The deal calls for Foxconn chairman and CEO Terry Gou (郭台銘) to personally guarantee one-fourth of any potential payback if the company fails to meet investment and employment benchmarks.
Wisconsin Governor Scott Walker and Foxconn officials planned to sign the contract today in Wisconsin.
The deal ties hundreds of millions of US dollars in tax credits to the number of jobs the Taiwanese electronics giant creates at the facility each year.
It also allows the state to recoup the money if the company fails to meet the benchmarks, key provisions sought by critics of the subsidy.
The Wisconsin Economic Development Corp’s (WEDC) board approved a staff summary of the contract on an 8 to 2 vote during a closed-door meeting.

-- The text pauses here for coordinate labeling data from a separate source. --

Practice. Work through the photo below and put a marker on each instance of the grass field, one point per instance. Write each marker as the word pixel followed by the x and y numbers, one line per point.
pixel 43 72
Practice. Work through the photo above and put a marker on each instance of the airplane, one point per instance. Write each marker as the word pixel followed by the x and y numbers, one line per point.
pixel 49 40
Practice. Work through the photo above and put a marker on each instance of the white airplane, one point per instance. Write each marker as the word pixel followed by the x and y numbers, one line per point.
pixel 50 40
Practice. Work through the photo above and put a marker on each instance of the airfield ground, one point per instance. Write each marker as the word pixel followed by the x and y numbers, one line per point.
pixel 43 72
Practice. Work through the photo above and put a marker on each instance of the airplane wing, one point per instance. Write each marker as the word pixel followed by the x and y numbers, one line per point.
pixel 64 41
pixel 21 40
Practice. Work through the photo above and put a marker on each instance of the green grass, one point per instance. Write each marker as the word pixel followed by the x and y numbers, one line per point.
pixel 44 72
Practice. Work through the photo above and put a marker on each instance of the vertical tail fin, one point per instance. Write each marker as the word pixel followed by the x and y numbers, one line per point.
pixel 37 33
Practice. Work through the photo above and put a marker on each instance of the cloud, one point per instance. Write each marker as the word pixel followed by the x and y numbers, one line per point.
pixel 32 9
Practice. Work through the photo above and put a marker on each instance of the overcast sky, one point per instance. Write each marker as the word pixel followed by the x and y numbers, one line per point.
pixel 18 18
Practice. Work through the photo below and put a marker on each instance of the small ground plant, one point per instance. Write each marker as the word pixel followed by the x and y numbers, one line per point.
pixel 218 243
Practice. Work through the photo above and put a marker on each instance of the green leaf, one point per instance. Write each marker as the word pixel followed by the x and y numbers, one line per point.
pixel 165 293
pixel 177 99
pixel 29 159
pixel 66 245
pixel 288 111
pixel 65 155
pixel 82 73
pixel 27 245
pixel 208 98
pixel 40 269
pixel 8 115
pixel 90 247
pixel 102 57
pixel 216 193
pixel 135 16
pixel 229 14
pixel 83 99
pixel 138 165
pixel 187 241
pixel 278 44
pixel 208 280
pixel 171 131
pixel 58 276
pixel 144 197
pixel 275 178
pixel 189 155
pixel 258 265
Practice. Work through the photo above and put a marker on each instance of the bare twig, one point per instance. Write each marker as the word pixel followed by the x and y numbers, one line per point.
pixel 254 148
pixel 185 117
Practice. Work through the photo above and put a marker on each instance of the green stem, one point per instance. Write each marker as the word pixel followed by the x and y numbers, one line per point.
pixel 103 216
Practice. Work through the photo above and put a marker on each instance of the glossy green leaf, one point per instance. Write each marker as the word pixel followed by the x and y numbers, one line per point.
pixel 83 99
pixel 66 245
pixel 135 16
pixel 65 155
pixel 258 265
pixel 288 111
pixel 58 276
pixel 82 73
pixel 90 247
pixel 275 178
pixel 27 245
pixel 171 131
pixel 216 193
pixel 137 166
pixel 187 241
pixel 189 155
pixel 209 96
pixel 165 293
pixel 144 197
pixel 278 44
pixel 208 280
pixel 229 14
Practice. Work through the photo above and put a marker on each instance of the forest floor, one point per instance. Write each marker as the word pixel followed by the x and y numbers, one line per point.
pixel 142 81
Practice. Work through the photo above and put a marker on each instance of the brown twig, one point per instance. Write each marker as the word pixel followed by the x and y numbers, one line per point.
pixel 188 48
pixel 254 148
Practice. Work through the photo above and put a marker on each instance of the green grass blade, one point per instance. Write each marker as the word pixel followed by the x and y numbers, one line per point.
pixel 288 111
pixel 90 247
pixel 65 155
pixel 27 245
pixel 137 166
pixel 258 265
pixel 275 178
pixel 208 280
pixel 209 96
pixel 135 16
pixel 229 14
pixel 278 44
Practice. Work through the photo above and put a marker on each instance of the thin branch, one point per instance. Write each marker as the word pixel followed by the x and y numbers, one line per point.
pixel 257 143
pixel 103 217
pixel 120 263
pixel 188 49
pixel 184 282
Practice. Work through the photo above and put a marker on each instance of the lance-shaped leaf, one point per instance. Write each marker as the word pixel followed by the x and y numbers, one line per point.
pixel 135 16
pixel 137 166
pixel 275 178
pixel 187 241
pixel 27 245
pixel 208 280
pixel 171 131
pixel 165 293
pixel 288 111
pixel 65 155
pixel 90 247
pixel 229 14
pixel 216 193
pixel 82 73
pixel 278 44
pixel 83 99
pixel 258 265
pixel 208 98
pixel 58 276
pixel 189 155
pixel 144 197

Approval of the summary authorizes agency officials to complete the deal.
EXEMPTIONS
“The fine line was to balance the needs of the company and the needs of the state,” WEDC chief executive Mark Hogan said after the vote.
Foxconn officials want to build a US$10 billion flat-screen manufacturing plant in Mount Pleasant, about 40km south of Milwaukee.

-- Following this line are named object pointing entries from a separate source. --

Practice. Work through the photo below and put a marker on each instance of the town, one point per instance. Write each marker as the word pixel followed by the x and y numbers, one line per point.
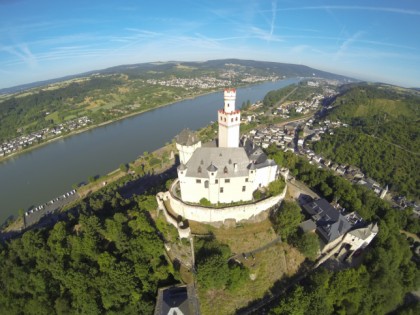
pixel 36 137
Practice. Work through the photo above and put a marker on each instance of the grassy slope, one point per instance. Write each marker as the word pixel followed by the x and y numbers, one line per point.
pixel 384 140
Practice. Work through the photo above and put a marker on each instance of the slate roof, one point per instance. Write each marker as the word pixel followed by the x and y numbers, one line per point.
pixel 330 224
pixel 255 153
pixel 364 233
pixel 173 298
pixel 187 137
pixel 223 159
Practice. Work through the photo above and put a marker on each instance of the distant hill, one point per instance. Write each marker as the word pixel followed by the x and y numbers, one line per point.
pixel 384 138
pixel 367 100
pixel 142 69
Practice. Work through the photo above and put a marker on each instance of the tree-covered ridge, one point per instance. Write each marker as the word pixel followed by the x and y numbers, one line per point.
pixel 380 283
pixel 387 112
pixel 294 92
pixel 384 134
pixel 384 161
pixel 107 260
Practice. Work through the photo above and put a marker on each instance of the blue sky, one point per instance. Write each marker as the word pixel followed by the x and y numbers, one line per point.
pixel 370 40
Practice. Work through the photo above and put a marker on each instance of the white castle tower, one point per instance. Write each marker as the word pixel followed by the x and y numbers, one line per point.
pixel 229 121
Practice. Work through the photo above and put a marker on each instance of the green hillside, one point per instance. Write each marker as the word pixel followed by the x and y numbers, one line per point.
pixel 116 92
pixel 384 136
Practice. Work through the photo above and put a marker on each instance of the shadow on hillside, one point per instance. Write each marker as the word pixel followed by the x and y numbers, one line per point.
pixel 280 287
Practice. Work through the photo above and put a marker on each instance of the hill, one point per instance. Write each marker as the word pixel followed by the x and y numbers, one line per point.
pixel 116 92
pixel 282 69
pixel 384 139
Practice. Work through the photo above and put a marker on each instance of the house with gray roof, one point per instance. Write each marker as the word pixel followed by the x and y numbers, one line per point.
pixel 330 223
pixel 229 172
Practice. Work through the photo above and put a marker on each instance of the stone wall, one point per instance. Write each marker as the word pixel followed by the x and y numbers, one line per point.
pixel 211 215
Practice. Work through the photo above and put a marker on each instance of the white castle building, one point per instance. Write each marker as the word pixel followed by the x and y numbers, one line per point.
pixel 226 172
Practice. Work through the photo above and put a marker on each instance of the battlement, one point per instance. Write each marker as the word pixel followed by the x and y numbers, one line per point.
pixel 230 93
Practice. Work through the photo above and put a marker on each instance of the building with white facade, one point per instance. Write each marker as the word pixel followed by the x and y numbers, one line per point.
pixel 229 171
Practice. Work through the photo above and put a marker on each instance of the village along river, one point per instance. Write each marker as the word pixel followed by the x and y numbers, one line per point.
pixel 33 178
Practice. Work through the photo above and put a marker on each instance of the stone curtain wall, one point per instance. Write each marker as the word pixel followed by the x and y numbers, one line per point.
pixel 211 215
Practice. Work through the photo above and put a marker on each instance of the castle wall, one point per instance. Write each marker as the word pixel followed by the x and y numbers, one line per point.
pixel 265 176
pixel 209 215
pixel 232 191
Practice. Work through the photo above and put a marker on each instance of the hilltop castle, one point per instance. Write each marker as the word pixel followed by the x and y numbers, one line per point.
pixel 228 170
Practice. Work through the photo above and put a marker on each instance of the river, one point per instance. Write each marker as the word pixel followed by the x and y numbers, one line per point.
pixel 39 175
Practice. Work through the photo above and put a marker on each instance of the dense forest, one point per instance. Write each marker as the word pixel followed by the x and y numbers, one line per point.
pixel 109 258
pixel 388 272
pixel 294 92
pixel 383 138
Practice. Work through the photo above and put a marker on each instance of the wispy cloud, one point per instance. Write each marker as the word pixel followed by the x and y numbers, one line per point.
pixel 23 53
pixel 273 17
pixel 346 45
pixel 358 8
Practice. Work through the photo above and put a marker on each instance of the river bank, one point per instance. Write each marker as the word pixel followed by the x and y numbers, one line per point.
pixel 91 127
pixel 30 179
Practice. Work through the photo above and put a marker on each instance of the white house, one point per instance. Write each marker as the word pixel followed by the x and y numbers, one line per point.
pixel 228 172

The company has said the facility could employ between 3,000 and 13,000 people.
Walker signed a bill in September providing Foxconn with the unprecedented incentives package.
It provides the company about US$3 billion in refundable tax credits from next year until 2032, including US$1.5 billion in payroll tax credits, up to US$1.35 billion in credits on expenditures for fixed assets such as land and buildings and US$150 million in sales tax exemptions on construction equipment.
It also allows the company to build on wetlands and waterways.
Foxconn would qualify for the full amount of incentives only if it invests US$9 billion and employs 13,000 people, according to the terms the board approved.
SHORT FALLS
Under the terms, Foxconn must make at least US$9 billion in capital investments and meet annual job creation thresholds between 2019 and 2025 to collect the maximum annual capital investment tax credits.
If the company does not meet the job creation benchmarks, the annual tax credits would be reduced according to how far short the company falls.
The contract does not require Foxconn to hire Wisconsin residents, but does establish a maximum annual payroll credit and requires the company to meet minimum annual job creation targets to receive credits.
The jobs must pay at least US$30,000 annually and the company must maintain an average salary of US$53,875.
The state could nix the deal and demand its money back if the company supplies false information, leaves Mount Pleasant or simply closes its doors.
Hogan said the contract generally provides that the state could start the claw-backs if Foxconn’s job numbers drop below 6,500.
The company would be liable for 75 percent of the payback.
Gou would be personally responsible for 25 percent.